# S-hook measurement ??



## len (Nov 16, 2012)

I need to find some s-hooks that are a specific size. The ones I found online indicate a measurement, but I can't tell if it's an interior or an exterior measurement. Does anyone know? BTW, the two retailers I found are not answering their phones, otherwise I would just ask them.


----------



## avkid (Nov 16, 2012)

Usually interior.
#498 1-1/2"L-Inside 11-Gauge 28lb-WLL Zinc Plated S-Hook | Fastenal


----------



## MPowers (Nov 16, 2012)

Ok, I'll bite, why the need for a specific dimension for an "S" hook?


----------



## len (Nov 17, 2012)

As usual, I'm doing something no one does. I have a drape support that is an odd shape (custom made) and I need some supports at intervals but the intervals vary depending on other factors. So I can't make shorter lengths of drape supports, they have to be long, curved, and with no holes for the uprights. So the only way to attach one to the other is with an s-hook that is just big enough to fit the drape support diameter but not too large.


----------



## Sayen (Nov 19, 2012)

len said:


> As usual, I'm doing something no one does.
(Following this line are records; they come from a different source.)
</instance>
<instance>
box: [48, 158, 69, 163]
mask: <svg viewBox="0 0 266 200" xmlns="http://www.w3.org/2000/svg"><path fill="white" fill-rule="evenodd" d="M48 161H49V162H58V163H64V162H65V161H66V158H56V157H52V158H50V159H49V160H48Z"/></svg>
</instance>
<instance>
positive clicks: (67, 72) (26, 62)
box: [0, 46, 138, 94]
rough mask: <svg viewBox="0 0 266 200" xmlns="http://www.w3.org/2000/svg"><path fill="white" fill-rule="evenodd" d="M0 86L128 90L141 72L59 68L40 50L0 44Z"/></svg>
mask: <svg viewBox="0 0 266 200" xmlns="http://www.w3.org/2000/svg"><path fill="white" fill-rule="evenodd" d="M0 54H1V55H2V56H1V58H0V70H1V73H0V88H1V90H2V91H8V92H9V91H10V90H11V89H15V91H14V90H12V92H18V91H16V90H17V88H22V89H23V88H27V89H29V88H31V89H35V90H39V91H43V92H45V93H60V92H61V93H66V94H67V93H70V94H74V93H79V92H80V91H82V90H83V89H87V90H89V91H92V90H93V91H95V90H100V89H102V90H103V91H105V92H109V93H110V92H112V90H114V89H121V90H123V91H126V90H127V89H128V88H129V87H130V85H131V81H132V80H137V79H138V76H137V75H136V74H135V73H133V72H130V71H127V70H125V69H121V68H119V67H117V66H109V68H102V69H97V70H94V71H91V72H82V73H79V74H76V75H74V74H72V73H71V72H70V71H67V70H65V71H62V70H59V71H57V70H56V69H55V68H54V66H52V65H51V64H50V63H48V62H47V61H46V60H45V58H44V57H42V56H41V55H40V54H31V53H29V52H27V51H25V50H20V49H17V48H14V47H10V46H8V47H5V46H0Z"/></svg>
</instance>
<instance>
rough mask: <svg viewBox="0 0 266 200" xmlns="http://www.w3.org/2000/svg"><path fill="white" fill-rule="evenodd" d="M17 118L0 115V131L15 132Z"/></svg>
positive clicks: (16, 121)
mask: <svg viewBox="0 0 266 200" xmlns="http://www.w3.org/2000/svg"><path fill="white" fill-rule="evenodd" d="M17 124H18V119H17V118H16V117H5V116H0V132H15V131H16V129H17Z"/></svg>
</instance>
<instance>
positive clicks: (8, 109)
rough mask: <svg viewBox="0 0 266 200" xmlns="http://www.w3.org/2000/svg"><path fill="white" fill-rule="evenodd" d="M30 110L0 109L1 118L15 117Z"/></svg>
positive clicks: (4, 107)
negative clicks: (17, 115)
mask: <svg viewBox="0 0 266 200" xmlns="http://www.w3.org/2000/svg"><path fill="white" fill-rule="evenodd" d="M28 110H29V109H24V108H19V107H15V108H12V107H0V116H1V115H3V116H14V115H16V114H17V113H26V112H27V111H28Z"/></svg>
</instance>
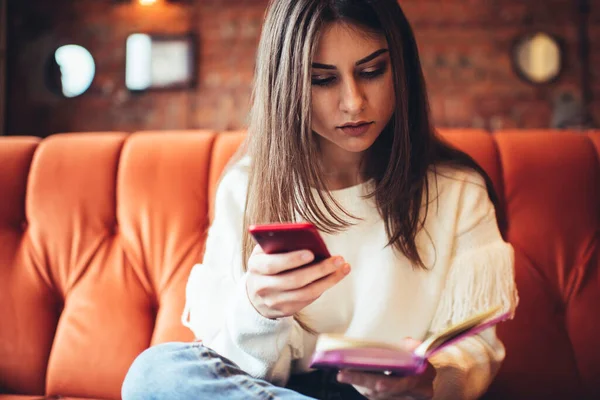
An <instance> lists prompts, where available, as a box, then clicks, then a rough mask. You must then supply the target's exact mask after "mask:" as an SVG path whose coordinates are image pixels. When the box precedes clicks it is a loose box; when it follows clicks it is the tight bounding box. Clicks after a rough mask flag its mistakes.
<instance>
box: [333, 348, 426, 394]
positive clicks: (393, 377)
mask: <svg viewBox="0 0 600 400" xmlns="http://www.w3.org/2000/svg"><path fill="white" fill-rule="evenodd" d="M419 344H420V343H419V342H418V341H416V340H414V339H410V338H407V339H404V345H405V346H406V347H408V348H409V349H411V350H413V349H415V348H416V347H417V346H418V345H419ZM337 379H338V381H339V382H342V383H348V384H351V385H353V386H354V387H355V388H356V390H358V391H359V392H360V394H362V395H363V396H365V397H366V398H368V399H370V400H380V399H381V400H383V399H406V400H408V399H411V400H425V399H431V398H432V397H433V380H434V379H435V369H434V368H433V366H432V365H431V364H429V363H428V364H427V369H426V370H425V372H423V373H422V374H419V375H415V376H408V377H395V376H386V375H379V374H372V373H365V372H359V371H353V370H342V371H340V372H339V373H338V376H337Z"/></svg>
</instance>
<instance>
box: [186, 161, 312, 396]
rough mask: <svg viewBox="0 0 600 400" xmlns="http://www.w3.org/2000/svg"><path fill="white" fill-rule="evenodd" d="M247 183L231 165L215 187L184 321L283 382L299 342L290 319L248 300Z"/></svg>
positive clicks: (208, 345)
mask: <svg viewBox="0 0 600 400" xmlns="http://www.w3.org/2000/svg"><path fill="white" fill-rule="evenodd" d="M246 187H247V174H246V173H245V171H243V170H241V169H240V168H235V167H233V168H232V169H231V170H230V171H229V172H227V174H226V175H225V176H224V177H223V179H222V181H221V183H220V185H219V187H218V189H217V194H216V203H215V204H216V206H215V216H214V220H213V223H212V225H211V227H210V228H209V231H208V237H207V240H206V250H205V254H204V258H203V261H202V263H201V264H197V265H195V266H194V268H193V269H192V272H191V274H190V276H189V279H188V283H187V287H186V306H185V310H184V313H183V316H182V322H183V324H184V325H185V326H187V327H189V328H190V329H191V330H192V331H193V333H194V335H195V337H196V338H197V339H199V340H202V342H203V344H204V345H205V346H207V347H210V348H211V349H213V350H215V351H216V352H217V353H219V354H220V355H221V356H223V357H225V358H227V359H229V360H231V361H233V362H234V363H236V364H237V365H238V366H239V367H240V368H241V369H242V370H244V371H246V372H247V373H249V374H250V375H252V376H255V377H257V378H261V379H266V380H268V381H271V382H273V383H275V384H279V385H283V384H285V383H286V381H287V379H288V377H289V373H290V366H291V361H292V357H293V356H296V357H294V358H297V357H298V356H299V354H300V351H301V342H302V341H301V340H300V338H298V332H297V327H296V326H295V325H297V324H296V323H295V322H294V321H293V318H291V317H288V318H281V319H277V320H272V319H268V318H265V317H263V316H262V315H261V314H259V313H258V312H257V311H256V310H255V309H254V307H253V306H252V304H251V302H250V300H249V299H248V295H247V293H246V284H245V274H244V273H243V271H242V256H241V254H242V252H241V244H242V227H243V211H244V205H245V196H246Z"/></svg>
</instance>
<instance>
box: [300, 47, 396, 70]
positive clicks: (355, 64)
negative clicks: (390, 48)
mask: <svg viewBox="0 0 600 400" xmlns="http://www.w3.org/2000/svg"><path fill="white" fill-rule="evenodd" d="M387 52H388V49H379V50H377V51H376V52H374V53H372V54H369V55H368V56H366V57H365V58H361V59H360V60H358V61H357V62H356V64H355V65H356V66H359V65H361V64H365V63H368V62H369V61H371V60H374V59H375V58H377V57H379V56H380V55H382V54H384V53H387ZM312 67H313V68H319V69H336V67H335V65H329V64H319V63H313V64H312Z"/></svg>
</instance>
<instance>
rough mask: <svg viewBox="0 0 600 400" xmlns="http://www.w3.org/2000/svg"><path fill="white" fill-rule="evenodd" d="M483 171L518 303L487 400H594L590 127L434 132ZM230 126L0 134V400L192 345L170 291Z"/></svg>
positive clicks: (596, 389)
mask: <svg viewBox="0 0 600 400" xmlns="http://www.w3.org/2000/svg"><path fill="white" fill-rule="evenodd" d="M441 133H442V135H443V136H444V137H446V138H447V139H448V140H449V141H450V142H452V143H454V144H455V145H457V146H458V147H459V148H461V149H463V150H465V151H467V152H468V153H469V154H471V155H472V156H473V157H474V158H475V159H476V160H478V161H479V163H480V164H481V165H482V166H483V167H484V168H485V169H486V170H487V171H488V173H489V174H490V176H491V178H492V180H493V181H494V184H495V185H496V188H497V190H498V192H499V194H500V197H501V210H500V211H502V214H503V217H502V220H500V221H499V222H500V224H501V227H502V230H503V233H504V235H505V237H506V239H507V240H509V241H510V242H511V243H512V244H513V245H514V247H515V249H516V275H517V284H518V287H519V291H520V296H521V303H520V306H519V308H518V312H517V316H516V318H515V319H514V320H513V321H510V322H507V323H505V324H503V325H502V326H501V327H500V328H499V335H500V337H501V338H502V339H503V340H504V342H505V344H506V347H507V357H506V361H505V363H504V364H503V367H502V369H501V371H500V373H499V374H498V376H497V378H496V380H495V381H494V383H493V385H492V387H491V388H490V391H489V393H488V394H487V395H486V398H490V399H538V398H539V399H583V398H590V399H592V398H596V399H597V398H600V346H599V345H598V337H600V311H599V309H600V275H599V271H598V270H599V265H600V257H599V248H600V243H599V231H600V167H599V162H598V159H599V153H600V132H588V133H574V132H572V133H569V132H551V131H527V132H525V131H523V132H518V131H513V132H498V133H495V134H493V135H490V134H488V133H485V132H482V131H475V130H454V131H452V130H443V131H442V132H441ZM243 134H244V133H240V132H238V133H221V134H219V133H218V132H208V131H179V132H139V133H135V134H128V133H117V132H105V133H80V134H60V135H53V136H50V137H48V138H46V139H44V140H39V139H37V138H30V137H1V138H0V166H1V168H0V399H1V400H7V399H29V398H40V397H46V398H48V397H62V398H88V399H117V398H119V396H120V387H121V382H122V380H123V377H124V376H125V373H126V371H127V369H128V367H129V365H130V364H131V362H132V361H133V360H134V358H135V357H136V356H137V355H138V354H139V353H140V352H141V351H143V350H144V349H145V348H147V347H148V346H151V345H154V344H157V343H161V342H166V341H174V340H191V339H193V338H192V335H191V333H190V332H189V331H188V330H187V329H186V328H184V327H183V326H182V325H181V323H180V315H181V312H182V309H183V305H184V286H185V283H186V280H187V276H188V273H189V271H190V269H191V267H192V265H193V264H194V263H195V262H197V261H198V260H200V259H201V254H202V248H203V242H204V239H205V233H206V229H207V226H208V223H209V215H210V209H211V207H212V206H213V205H212V204H211V199H212V198H213V193H214V189H215V183H216V182H217V180H218V178H219V175H220V173H221V171H222V169H223V167H224V165H225V164H226V162H227V160H228V159H229V157H230V156H231V154H232V153H233V151H234V150H235V149H236V147H237V146H238V145H239V143H240V140H241V139H242V137H243Z"/></svg>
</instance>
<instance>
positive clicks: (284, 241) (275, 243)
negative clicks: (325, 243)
mask: <svg viewBox="0 0 600 400" xmlns="http://www.w3.org/2000/svg"><path fill="white" fill-rule="evenodd" d="M248 231H249V232H250V234H251V235H252V236H253V237H254V240H256V242H257V243H258V244H259V245H260V247H262V249H263V251H264V252H265V253H267V254H275V253H288V252H290V251H296V250H310V251H311V252H312V253H313V254H314V255H315V259H314V261H313V262H319V261H321V260H324V259H326V258H329V257H331V255H330V254H329V250H327V246H325V242H324V241H323V238H322V237H321V235H320V234H319V231H318V230H317V228H316V227H315V226H314V225H313V224H312V223H310V222H294V223H275V224H263V225H250V227H249V228H248Z"/></svg>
If it makes you feel better, that's the line I start most conversations with either my build team or my vendors with. It's usually followed by awkward laughter and agreement from the other party.


----------



## len (Nov 20, 2012)

My staff has come to expect this from me. Although last weekend every event was relatively vanilla. I barely did any work other than supervise.

And to the original point, after chewing this problem over for 2 months, I think I found a solution that doesn't require s-hooks and is more stable. Off to the shop today to test it out. 

If you're curious, photos of the item in question can be found here: http://chicagolightingdesign.com/PeggyNotebaert.html near the bottom left.


----------